Wednesday, April 13, 2011

Survive Infidelity In Marriage - 4 Reasons Why You Should Get Help After The Affair



It is a difficult prospect to survive infidelity in marriage - it makes no difference how long you've been married. This will probably be uncharted territory for you, and you will be dealing with a devastating whirlwind of emotions right now.

However, you don't have to deal with this on your own. In fact, it would be beneficial for you and your cheating spouse to get some external help and therapy after the affair. This can be in the form of therapy after affair and other available resources, and I want to give you 4 reasons why you should give therapy after the affair a try:

1. It allows you to develop better communication with your spouse

Without condoning extramarital affairs, one of the reasons cheating spouses give for their mistake is that they felt misunderstood and uncomfortable at home. What getting help or participating in therapy will do is provide a platform on which you can have better communication with your partner. After the affair, couples can experience difficulty in communicating and expressing emotions. Therapy can break the communication process into steps, making it more efficient.
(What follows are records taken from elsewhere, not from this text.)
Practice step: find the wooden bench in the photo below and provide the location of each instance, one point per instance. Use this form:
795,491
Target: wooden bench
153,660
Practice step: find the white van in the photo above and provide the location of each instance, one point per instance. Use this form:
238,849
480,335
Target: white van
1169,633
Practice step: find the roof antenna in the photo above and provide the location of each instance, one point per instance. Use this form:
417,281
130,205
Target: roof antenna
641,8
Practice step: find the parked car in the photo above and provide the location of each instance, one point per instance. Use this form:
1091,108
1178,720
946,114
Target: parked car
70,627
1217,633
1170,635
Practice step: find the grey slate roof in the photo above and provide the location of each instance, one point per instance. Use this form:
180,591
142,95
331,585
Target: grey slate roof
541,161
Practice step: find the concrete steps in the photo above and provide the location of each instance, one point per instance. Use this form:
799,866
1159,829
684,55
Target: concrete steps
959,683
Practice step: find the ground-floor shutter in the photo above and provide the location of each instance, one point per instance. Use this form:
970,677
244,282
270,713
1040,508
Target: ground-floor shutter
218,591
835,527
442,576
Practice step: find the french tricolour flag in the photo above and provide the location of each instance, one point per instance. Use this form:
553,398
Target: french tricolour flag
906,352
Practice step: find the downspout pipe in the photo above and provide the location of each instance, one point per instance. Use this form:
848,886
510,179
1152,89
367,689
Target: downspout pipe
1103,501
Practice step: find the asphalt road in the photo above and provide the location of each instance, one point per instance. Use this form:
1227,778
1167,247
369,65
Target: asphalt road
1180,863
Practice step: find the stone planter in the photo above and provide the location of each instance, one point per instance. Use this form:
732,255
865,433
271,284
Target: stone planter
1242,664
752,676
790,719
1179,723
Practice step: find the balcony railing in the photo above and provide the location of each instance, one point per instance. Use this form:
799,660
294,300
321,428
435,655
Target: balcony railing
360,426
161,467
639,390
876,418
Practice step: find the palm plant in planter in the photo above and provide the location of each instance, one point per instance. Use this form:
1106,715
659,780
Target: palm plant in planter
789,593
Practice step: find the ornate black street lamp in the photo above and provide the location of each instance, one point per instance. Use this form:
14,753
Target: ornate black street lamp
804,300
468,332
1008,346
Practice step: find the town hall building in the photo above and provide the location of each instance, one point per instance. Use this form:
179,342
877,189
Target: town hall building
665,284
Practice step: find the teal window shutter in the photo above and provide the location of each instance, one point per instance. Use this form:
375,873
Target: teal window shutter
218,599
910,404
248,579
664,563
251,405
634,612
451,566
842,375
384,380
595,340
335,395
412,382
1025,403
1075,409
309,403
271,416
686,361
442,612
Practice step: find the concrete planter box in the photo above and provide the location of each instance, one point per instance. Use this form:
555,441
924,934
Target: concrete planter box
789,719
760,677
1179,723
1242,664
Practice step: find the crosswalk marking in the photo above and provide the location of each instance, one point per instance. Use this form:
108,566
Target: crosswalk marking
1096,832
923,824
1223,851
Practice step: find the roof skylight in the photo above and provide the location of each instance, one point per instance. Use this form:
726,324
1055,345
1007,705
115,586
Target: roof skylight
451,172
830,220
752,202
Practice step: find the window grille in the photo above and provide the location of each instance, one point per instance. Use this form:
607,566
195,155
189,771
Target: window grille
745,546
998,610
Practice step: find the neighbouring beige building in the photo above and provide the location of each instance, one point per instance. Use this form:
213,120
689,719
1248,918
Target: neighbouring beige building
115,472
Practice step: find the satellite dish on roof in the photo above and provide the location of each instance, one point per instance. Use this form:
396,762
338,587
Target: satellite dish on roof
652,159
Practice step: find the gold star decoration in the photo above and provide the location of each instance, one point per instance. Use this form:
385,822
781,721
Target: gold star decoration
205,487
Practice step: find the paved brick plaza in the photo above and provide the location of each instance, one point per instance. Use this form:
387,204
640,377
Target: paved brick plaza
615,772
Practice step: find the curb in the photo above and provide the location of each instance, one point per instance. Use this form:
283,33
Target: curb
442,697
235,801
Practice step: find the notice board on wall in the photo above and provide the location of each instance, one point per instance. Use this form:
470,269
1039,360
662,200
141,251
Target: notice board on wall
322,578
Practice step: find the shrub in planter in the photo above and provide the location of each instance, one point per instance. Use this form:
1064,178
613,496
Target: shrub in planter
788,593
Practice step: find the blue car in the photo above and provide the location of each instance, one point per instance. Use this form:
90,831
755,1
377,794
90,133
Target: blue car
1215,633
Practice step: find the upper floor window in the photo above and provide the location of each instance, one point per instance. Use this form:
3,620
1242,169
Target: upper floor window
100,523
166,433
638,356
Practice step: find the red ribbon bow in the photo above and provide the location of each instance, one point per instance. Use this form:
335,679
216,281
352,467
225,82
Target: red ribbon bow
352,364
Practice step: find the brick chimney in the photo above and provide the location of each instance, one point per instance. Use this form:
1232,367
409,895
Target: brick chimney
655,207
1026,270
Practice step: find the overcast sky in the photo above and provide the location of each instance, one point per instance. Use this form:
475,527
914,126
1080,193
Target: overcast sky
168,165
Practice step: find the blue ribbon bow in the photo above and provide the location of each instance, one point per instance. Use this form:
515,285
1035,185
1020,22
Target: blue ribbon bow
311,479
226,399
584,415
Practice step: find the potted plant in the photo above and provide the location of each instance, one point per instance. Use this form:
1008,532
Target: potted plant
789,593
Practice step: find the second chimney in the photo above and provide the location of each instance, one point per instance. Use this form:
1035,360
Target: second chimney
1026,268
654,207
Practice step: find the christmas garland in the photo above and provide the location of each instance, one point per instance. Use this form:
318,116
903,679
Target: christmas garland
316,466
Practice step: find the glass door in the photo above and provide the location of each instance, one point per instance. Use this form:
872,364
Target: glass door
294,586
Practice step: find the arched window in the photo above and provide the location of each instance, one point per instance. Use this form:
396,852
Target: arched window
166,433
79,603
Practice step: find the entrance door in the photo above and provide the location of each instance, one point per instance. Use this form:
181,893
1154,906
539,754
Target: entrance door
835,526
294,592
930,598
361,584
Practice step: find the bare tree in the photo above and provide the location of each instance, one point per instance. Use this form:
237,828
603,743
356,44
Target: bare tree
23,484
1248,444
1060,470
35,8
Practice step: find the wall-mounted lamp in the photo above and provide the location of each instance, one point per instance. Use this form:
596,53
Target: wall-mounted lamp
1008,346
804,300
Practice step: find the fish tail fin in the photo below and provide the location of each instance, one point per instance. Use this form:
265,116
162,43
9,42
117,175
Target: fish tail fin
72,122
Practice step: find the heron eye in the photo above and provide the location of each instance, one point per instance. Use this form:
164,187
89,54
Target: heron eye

2. It serves to give you a fair overview of your relationship

There are usually underlying issues within a relationship which can become magnified when something like an affair happens. Also, after the affair, it can be difficult to see clearly amid the pain caused. But therapy will help you view things more objectively, to see both perspectives in the relationship, and hopefully help both parties understand how they can each contribute to repairing the marriage.

3. It provides a basis of accountability

Any goal is made much more achievable when there is a degree of accountability. And just like someone may need a personal trainer to enforce weight goals, it would be beneficial for you to work with your partner either in therapy after the affair or using available resources. They could provide you with the expertise that you need and the right guidance in order to save your marriage.

4. It serves as neutral place of healing

The situation, right from when the cheating spouse admits his/her mistake or is found out, is a very highly emotionally charged and difficult one. It helps if there is neutral ground or simply ground rules that both spouses will be accountable to, then the cheating spouse can feel like he/she can speak without fear of being confronted unfairly or adjudged harshly and the injured spouse can feel like he/she will get some answers. This will make the whole exercise rewarding and effective.

Even though it is not easy to survive infidelity in marriage, if you really care about saving your marriage and working through the damage dealt to your marriage by an affair, then it is a worthwhile investment of time, money and effort to get help and participate in therapy after the affair.